C’est dans les années 1980, à la fin du régime dictatorial, que Coutinho décide de reprendre le tournage interrompu de Cabra Marcado para Morrer, et ce afin de découvrir ce que les paysans ayant participé au projet sont devenus. La figure d’Elizabeth Teixeira, la veuve du paysan assassiné, symbolise tout le processus de transformation que le film a subi, depuis sa conception jusqu’à sa sortie. Elizabeth en effet a dû abandonner sa famille, se réfugier dans une autre ville et changer de nom. Ce film, qui témoigne de la résistance des artistes face à la dictature marque une authentique rupture au sein du cinéma brésilien. Véritable document historique, il montre plusieurs versions d’une des périodes les plus terribles de la politique du Brésil, en plus de promouvoir une ouverture remarquable aux autres champs de l’art, et même de la science.
Du privé au public
Edifício Master (2002) marque une autre rupture.
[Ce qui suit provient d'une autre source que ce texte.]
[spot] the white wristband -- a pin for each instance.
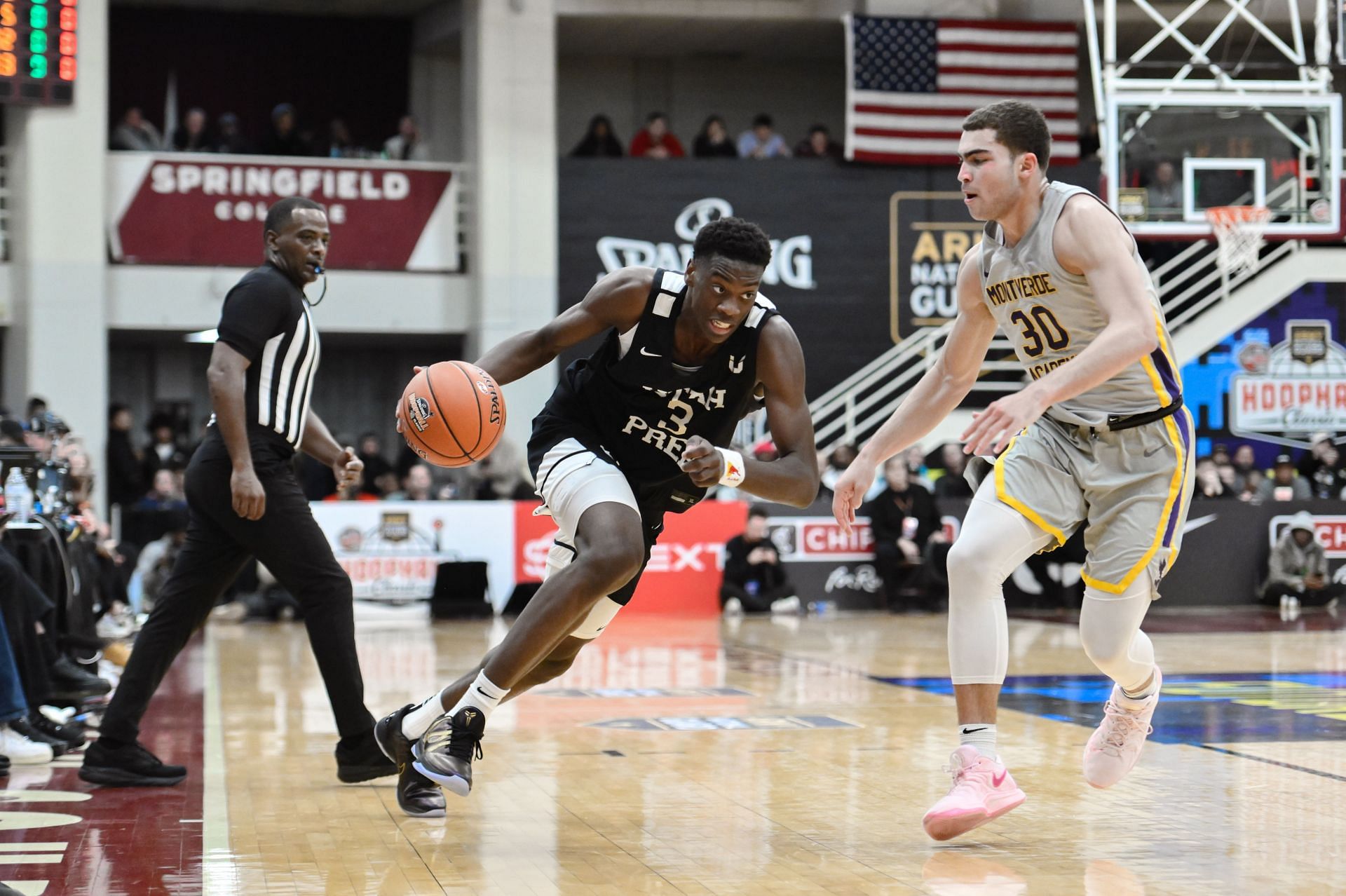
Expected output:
(734, 471)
Plutôt que de filmer une favela, comme il l’ avait fait pour ses deux productions précédentes – Santo Forte (1999) et Babilônia 2000 –, le réalisateur s’est penché sur l’univers serein de la classe moyenne, en filmant les habitants d’un immeuble de Copacabana. Pour ce documentaire, il est resté fidèle au principe du tournage en un lieu unique. Le fait de se concentrer sur un espace social donné permet, selon le réalisateur, de connaître plus en profondeur l’univers représenté. Et filmer la classe moyenne constituerait, toujours selon Couthino, une rupture considérable avec les documentaires réalisés dans le pays, dédiés pour la plupart à la question de la pauvreté du peuple.
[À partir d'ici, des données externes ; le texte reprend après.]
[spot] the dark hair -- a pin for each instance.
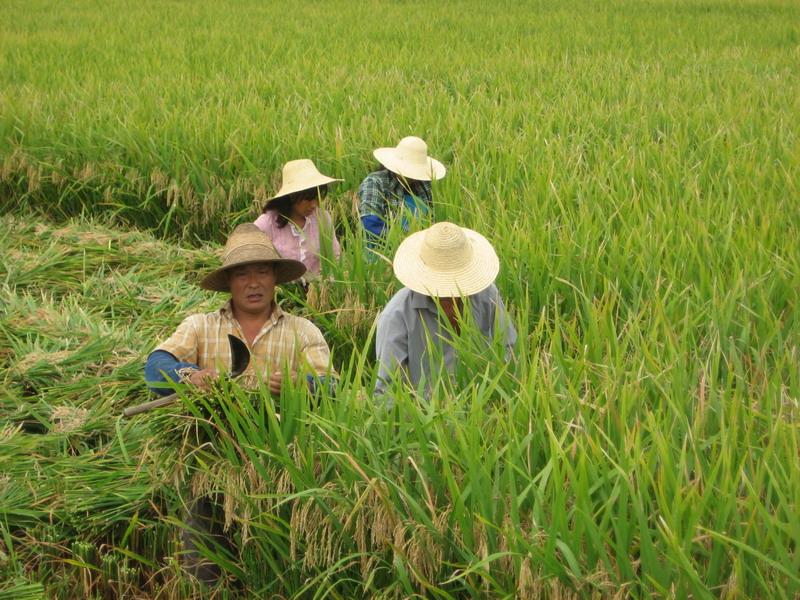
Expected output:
(283, 205)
« Qui est l’être le plus misérable de la terre ? C’est l’être de la classe moyenne. Parce que le pauvre, l’exclu, le prolétaire, pour le chrétien ou pour le révolutionnaire, c’est le sel de la terre. La classe moyenne est un zéro absolu, personne ne s’y intéresse. C’est la plus impuissante des catégories, elle ne peut pas changer les choses, elle n’a aucun intérêt historique »[11] [11] LINS, Consuelo. O documentário de Eduardo Coutinho : televisão, cinema e vídeo, p. 140. Rio de Janeiro: Zahar, 2007 (traduction de l’auteur).
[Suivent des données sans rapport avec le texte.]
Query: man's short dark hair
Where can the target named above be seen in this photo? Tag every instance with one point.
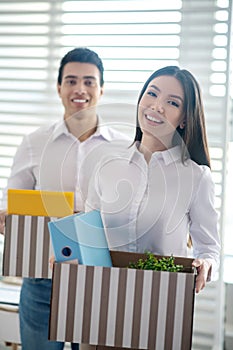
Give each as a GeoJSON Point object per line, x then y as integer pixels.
{"type": "Point", "coordinates": [83, 55]}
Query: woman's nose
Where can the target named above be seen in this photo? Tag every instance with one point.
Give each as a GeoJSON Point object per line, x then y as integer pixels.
{"type": "Point", "coordinates": [158, 107]}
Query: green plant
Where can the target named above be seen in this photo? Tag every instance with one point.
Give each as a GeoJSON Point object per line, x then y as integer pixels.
{"type": "Point", "coordinates": [152, 263]}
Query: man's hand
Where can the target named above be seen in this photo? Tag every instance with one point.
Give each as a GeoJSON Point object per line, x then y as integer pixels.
{"type": "Point", "coordinates": [3, 214]}
{"type": "Point", "coordinates": [203, 271]}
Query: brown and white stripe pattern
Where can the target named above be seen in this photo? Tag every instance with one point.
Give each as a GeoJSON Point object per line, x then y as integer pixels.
{"type": "Point", "coordinates": [27, 247]}
{"type": "Point", "coordinates": [122, 307]}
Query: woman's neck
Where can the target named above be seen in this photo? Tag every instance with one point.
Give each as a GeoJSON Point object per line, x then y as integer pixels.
{"type": "Point", "coordinates": [150, 145]}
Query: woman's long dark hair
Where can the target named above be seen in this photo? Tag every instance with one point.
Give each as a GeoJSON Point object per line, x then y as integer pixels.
{"type": "Point", "coordinates": [192, 138]}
Dans cet entretien avec la chercheuse Consuelo Lins, Coutinho fait preuve d’un remarquable sens de la provocation. Il souhaite se défaire des limites imposées par les modes de représentations instaurés au sein de la production artistique brésilienne, afin de montrer qu’il est possible de porter un nouveau regard sur la société. Tout cela avec un minimalisme esthétique et une acuité inégalés.
Filmer l’intimité des gens sans succomber au sensationnalisme pratiqué par les Reality Shows diffusés à la télévision : tel était le défi de l’équipe d’Edifício Master (2002). Il est apparu que les habitants des 23 appartements, distribués sur 12 étages, ne se connaissaient même pas. Les confessions les plus intimes en disent beaucoup plus sur l’isolement de l’individu au sein de la société moderne que sur sa vie privée. La question qui se pose à l’équipe est alors la suivante : jusqu’à quel point exposer des drames confiés à la caméra sans dégrader l’image de ces gens ? Le documentaire Edifício Master (2002) est ainsi un véritable exercice d’équilibre entre le monde privé et la sphère publique, entre notre désir voyeuriste de connaître la vie des gens et la préservation de leur intimité. La frontière entre ces deux univers se révèle parfois très floue et le spectateur se retrouve souvent perdu au milieu de cette ligne brouillée qui sépare ces deux mondes toujours imbriqués.